Posted: 09/08/11 18:59

"Everyone knows that boys that do ballet do not grow up into well-adjusted men"

I'm a full-time mummy of a 2 and 3 year old, and that means that my eagle eyes are always on the lookout for activities and groups that we can all go along to.Many groups that I come across are age specific and I do struggle to find things to take the gruesome twosome along to together. So you can imagine how I rubbed my grubby hands with glee when I came across a Ballet class for 2 -5 year olds ,boys and girls welcome, being run locally. I emailed off to get the prices  info ready to present to my financial advisor husband one evening after work over a cheeky glass of red.


"No son of mine's doing ballet!" was the response from hubby.
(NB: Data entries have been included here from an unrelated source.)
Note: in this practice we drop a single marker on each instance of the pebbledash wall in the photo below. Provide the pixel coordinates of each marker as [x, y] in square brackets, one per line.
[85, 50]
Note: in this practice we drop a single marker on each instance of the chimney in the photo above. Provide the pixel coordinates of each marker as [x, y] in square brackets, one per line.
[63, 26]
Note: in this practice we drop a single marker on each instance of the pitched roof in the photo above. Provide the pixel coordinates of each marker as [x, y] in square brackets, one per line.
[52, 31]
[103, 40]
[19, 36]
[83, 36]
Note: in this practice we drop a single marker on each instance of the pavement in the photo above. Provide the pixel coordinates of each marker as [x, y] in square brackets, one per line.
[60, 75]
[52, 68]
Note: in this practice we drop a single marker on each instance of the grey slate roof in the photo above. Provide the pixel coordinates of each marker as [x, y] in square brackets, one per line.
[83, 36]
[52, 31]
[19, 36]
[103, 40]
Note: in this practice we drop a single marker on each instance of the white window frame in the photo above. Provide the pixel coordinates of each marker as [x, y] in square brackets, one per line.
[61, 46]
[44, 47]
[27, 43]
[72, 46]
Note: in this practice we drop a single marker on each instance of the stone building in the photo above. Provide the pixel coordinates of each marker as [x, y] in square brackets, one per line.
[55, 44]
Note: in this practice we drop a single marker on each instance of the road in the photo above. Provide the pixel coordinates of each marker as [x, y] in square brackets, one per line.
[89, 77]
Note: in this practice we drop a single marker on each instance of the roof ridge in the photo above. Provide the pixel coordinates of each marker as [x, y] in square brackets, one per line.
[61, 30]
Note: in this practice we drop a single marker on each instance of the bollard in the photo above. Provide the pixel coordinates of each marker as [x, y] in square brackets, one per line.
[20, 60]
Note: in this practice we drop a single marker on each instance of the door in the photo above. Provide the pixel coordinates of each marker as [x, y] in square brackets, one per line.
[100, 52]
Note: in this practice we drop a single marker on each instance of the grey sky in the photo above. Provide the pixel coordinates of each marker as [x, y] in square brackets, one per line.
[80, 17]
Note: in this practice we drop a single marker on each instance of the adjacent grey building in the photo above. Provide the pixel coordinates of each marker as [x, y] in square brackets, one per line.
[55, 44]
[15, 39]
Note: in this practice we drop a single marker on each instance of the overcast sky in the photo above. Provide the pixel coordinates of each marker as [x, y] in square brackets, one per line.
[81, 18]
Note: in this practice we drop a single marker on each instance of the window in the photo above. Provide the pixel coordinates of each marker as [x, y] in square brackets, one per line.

I giggled at his macho joking - it was a joke right? Wrong! He was deadly serious - no son of his was doing ballet. It turns out that even in the 21st Century that the thought of hubbys digger loving, toy train wielding son morphing into some sort of Billy Elliot /Wayne Sleep / John Barrowman style of dancer /entertainer shaking jazz hands is most disagreeable.

Not macho enough apparently. Though I am informed that 'if he wants to do karate' then that's dandy.

Shocked to the core I asked my facebook friends - imagining the 'sisterhood' would leap to my defence. But no! Only one person said that they thought that it was a good idea with nearly everyone poo-pooing it, the majority it seems thinks that 'nothings wrong with it but I wouldn't take my son'.

So the question is - Can boys do ballet ? More to the point would you take yours to ballet lessons ?

I wait with baited breath....and in the meantime I can dream....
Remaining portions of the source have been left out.